DYT to launch largest semi-submersible yacht transport
As the world continues to open its doors, DYT prepares for a landmark yacht transport launch…
DYT Yacht Transport has announced that on 30 July it will celebrate the official keel-laying ceremony of its new semi-submersible yacht transportation vessel at Yantai CIMC Raffles Offshore on the Shandong Peninsula in China. Once completed, Yacht Servant, as the vessel is to be known, will be the largest vessel of its kind dedicated to the transportation of yachts. DYT is also ramping up its service to superyachts as various locations continue to welcome tourism.
“This is not just the laying of a keel, but it is also the start of a new era in yacht transport,” comments Laura Tempest, general manager at DYT. “This will be the largest semi-submersible vessel dedicated to transporting yachts ever built. We are very proud, as this will set a new benchmark in the yacht transport industry.”

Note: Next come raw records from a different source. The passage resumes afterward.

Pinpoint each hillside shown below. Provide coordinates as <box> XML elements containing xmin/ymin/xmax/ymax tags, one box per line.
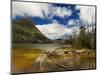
<box><xmin>12</xmin><ymin>18</ymin><xmax>51</xmax><ymax>43</ymax></box>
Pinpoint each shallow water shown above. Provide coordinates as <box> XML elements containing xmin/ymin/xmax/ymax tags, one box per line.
<box><xmin>12</xmin><ymin>43</ymin><xmax>96</xmax><ymax>73</ymax></box>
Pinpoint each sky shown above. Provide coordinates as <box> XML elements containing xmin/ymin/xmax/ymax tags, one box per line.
<box><xmin>12</xmin><ymin>1</ymin><xmax>95</xmax><ymax>40</ymax></box>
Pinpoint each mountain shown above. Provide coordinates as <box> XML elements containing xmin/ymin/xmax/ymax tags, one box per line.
<box><xmin>12</xmin><ymin>18</ymin><xmax>51</xmax><ymax>43</ymax></box>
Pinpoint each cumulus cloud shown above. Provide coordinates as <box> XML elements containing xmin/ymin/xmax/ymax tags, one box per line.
<box><xmin>12</xmin><ymin>2</ymin><xmax>48</xmax><ymax>18</ymax></box>
<box><xmin>12</xmin><ymin>1</ymin><xmax>72</xmax><ymax>19</ymax></box>
<box><xmin>36</xmin><ymin>20</ymin><xmax>78</xmax><ymax>39</ymax></box>
<box><xmin>76</xmin><ymin>6</ymin><xmax>95</xmax><ymax>24</ymax></box>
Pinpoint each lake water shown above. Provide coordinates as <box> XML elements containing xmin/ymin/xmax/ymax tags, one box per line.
<box><xmin>13</xmin><ymin>43</ymin><xmax>61</xmax><ymax>52</ymax></box>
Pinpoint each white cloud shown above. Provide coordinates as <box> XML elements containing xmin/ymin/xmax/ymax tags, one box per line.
<box><xmin>12</xmin><ymin>2</ymin><xmax>49</xmax><ymax>18</ymax></box>
<box><xmin>53</xmin><ymin>7</ymin><xmax>72</xmax><ymax>18</ymax></box>
<box><xmin>12</xmin><ymin>1</ymin><xmax>72</xmax><ymax>19</ymax></box>
<box><xmin>36</xmin><ymin>21</ymin><xmax>77</xmax><ymax>39</ymax></box>
<box><xmin>76</xmin><ymin>6</ymin><xmax>95</xmax><ymax>24</ymax></box>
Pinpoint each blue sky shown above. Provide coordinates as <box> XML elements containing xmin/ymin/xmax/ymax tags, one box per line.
<box><xmin>12</xmin><ymin>1</ymin><xmax>95</xmax><ymax>39</ymax></box>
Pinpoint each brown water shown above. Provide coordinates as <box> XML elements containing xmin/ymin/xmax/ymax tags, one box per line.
<box><xmin>12</xmin><ymin>44</ymin><xmax>96</xmax><ymax>73</ymax></box>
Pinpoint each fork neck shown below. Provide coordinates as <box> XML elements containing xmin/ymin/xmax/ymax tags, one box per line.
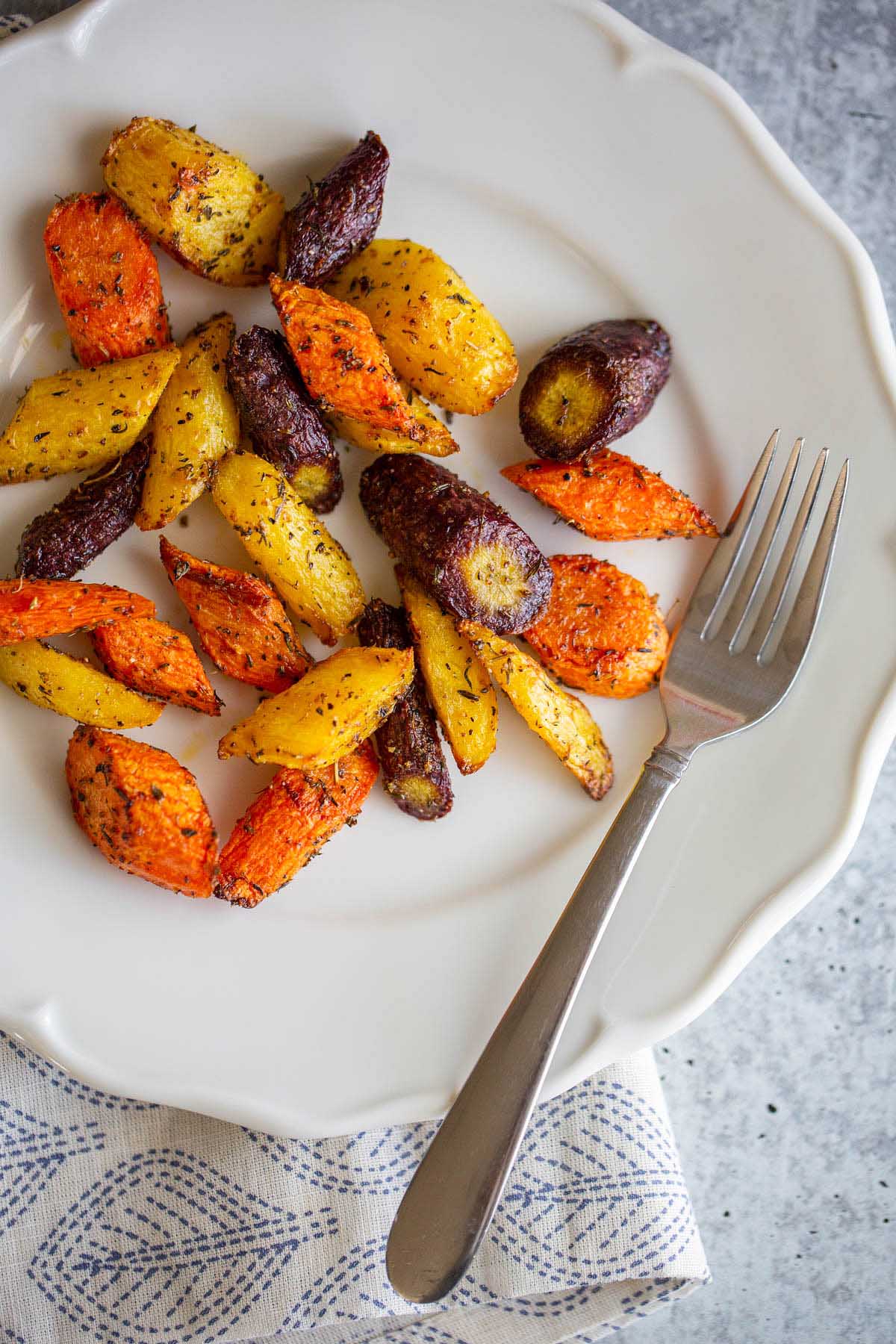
<box><xmin>644</xmin><ymin>738</ymin><xmax>694</xmax><ymax>786</ymax></box>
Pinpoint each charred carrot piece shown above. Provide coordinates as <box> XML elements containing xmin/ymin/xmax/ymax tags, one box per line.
<box><xmin>215</xmin><ymin>742</ymin><xmax>378</xmax><ymax>909</ymax></box>
<box><xmin>521</xmin><ymin>555</ymin><xmax>669</xmax><ymax>700</ymax></box>
<box><xmin>66</xmin><ymin>727</ymin><xmax>217</xmax><ymax>897</ymax></box>
<box><xmin>158</xmin><ymin>536</ymin><xmax>311</xmax><ymax>695</ymax></box>
<box><xmin>270</xmin><ymin>276</ymin><xmax>425</xmax><ymax>442</ymax></box>
<box><xmin>43</xmin><ymin>191</ymin><xmax>170</xmax><ymax>368</ymax></box>
<box><xmin>501</xmin><ymin>450</ymin><xmax>719</xmax><ymax>541</ymax></box>
<box><xmin>91</xmin><ymin>615</ymin><xmax>222</xmax><ymax>714</ymax></box>
<box><xmin>0</xmin><ymin>579</ymin><xmax>156</xmax><ymax>645</ymax></box>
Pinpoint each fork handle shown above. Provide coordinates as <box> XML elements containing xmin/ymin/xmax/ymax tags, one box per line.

According to the DYT team, Mediterranean nations have seen some of the quickest recoveries from COVID-19, with Montenegro, Malta and Tunisia among the top six European countries to record the lowest number of active cases and subsequently lift travel bans. France, Italy and parts of Spain have also now reopened ports, permitted cruising and charter is available to those from EU and Schengen countries.

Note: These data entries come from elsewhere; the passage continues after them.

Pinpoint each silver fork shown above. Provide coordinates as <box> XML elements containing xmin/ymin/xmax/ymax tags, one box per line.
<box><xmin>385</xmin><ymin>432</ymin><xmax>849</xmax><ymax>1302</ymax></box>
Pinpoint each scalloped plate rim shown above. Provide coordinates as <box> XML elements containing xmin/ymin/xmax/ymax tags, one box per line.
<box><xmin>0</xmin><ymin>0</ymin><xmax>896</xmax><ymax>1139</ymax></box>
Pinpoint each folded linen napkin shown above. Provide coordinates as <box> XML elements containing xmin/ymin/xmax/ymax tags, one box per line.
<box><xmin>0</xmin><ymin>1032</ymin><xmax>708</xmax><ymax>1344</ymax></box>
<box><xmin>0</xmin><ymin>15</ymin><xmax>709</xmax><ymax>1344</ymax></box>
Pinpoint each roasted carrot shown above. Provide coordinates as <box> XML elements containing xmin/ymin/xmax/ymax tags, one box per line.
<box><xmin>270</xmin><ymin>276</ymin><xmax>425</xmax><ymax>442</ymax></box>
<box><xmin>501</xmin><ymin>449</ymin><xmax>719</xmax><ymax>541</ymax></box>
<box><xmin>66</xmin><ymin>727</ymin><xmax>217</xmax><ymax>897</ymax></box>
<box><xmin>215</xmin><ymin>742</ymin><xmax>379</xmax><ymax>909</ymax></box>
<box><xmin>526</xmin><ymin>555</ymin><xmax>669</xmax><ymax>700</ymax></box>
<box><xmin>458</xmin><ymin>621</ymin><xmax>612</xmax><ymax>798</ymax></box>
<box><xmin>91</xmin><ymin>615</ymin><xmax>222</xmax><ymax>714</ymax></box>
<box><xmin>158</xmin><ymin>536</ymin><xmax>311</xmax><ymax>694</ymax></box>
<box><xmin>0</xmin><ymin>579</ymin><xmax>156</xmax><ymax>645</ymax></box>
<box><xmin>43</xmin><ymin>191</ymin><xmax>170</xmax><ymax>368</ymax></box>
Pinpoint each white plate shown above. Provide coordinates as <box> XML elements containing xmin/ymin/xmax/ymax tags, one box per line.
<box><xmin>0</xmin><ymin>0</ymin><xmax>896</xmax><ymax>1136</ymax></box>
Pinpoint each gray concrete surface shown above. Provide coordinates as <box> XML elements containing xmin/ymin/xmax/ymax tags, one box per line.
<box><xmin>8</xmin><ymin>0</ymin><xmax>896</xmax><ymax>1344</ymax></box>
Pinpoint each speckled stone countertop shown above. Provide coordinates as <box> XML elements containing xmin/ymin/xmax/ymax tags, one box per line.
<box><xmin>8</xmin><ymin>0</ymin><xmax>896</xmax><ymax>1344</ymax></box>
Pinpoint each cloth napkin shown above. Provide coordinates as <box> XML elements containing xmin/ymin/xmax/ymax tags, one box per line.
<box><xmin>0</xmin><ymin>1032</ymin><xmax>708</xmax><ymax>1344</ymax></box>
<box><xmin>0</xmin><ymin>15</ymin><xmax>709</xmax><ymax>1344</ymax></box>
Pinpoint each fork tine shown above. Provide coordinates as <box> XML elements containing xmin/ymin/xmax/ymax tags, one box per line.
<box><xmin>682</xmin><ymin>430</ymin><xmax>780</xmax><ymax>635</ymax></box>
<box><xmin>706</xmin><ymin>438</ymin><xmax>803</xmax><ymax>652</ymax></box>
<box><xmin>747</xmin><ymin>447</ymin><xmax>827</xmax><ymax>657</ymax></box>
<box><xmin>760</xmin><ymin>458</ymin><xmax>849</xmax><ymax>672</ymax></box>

Further afield in Australasia, Fiji is open to superyachts regardless of nationality and Tahiti’s borders are open to international tourism with newly relaxed charter laws creating a surge of interest in visiting its pristine waters. Furthermore, Australia is inviting yachts that are currently within its borders to freely charter. Likewise, in the Maldives, Seychelles, the Bahamas and the across the US, waters are open to tourism, albeit with some quarantine restrictions in place.

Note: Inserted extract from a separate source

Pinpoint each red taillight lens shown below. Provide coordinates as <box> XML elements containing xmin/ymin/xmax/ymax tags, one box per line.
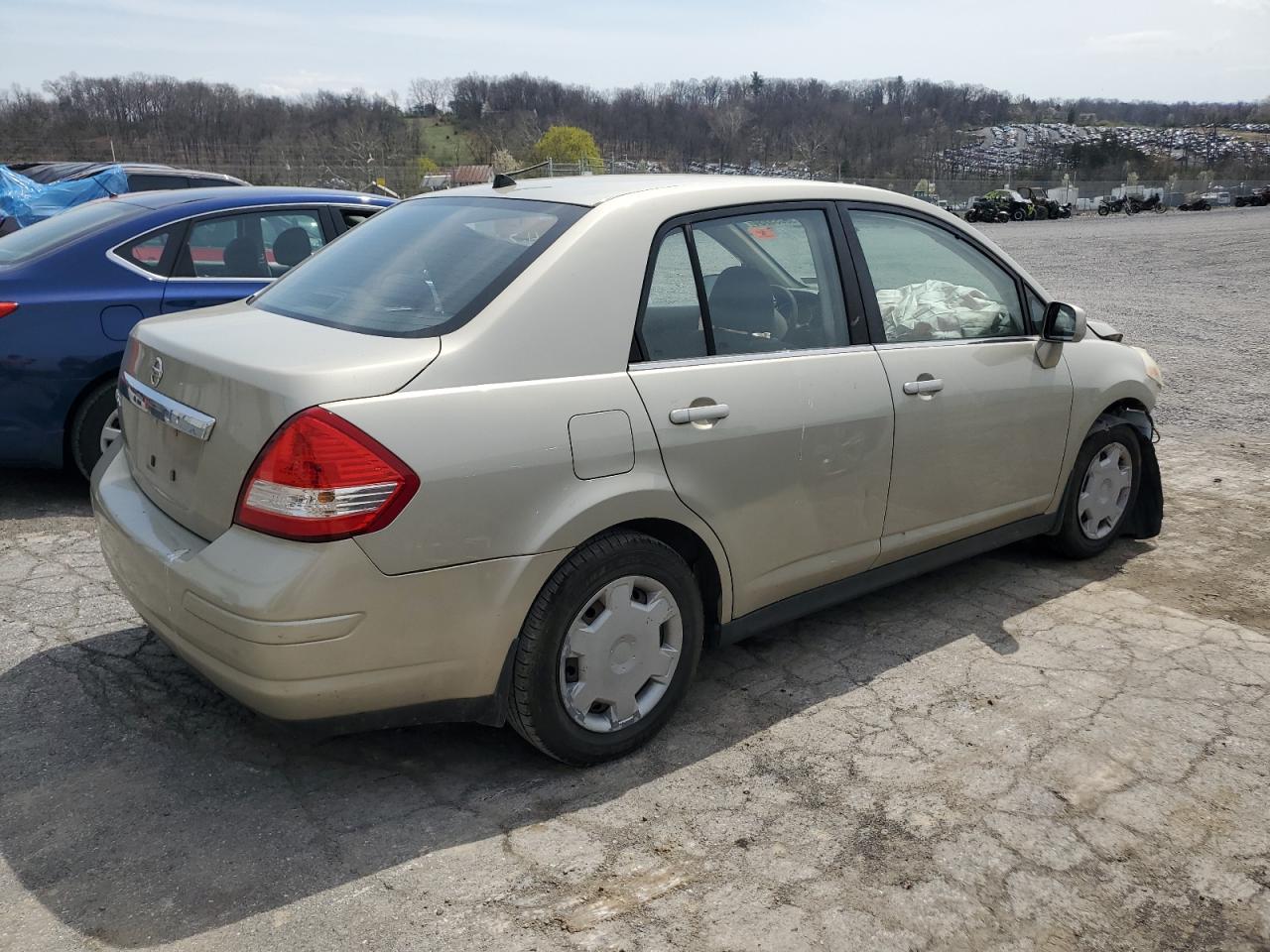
<box><xmin>234</xmin><ymin>407</ymin><xmax>419</xmax><ymax>542</ymax></box>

While it is positive that we are now able to talk about various regions that are once again open to tourism and the superyacht community, and while superyachts have proven to be some of the safest and most comfortable places to spend lockdown, DYT also acknowledges that there is still a great deal to be done relocate displaced superyachts and even repatriate owners and crew. With not all vessels suitably equipped for long-distances and some of the world’s most challenging oceans, the role of the yacht transportation companies will remain vital in the days to come.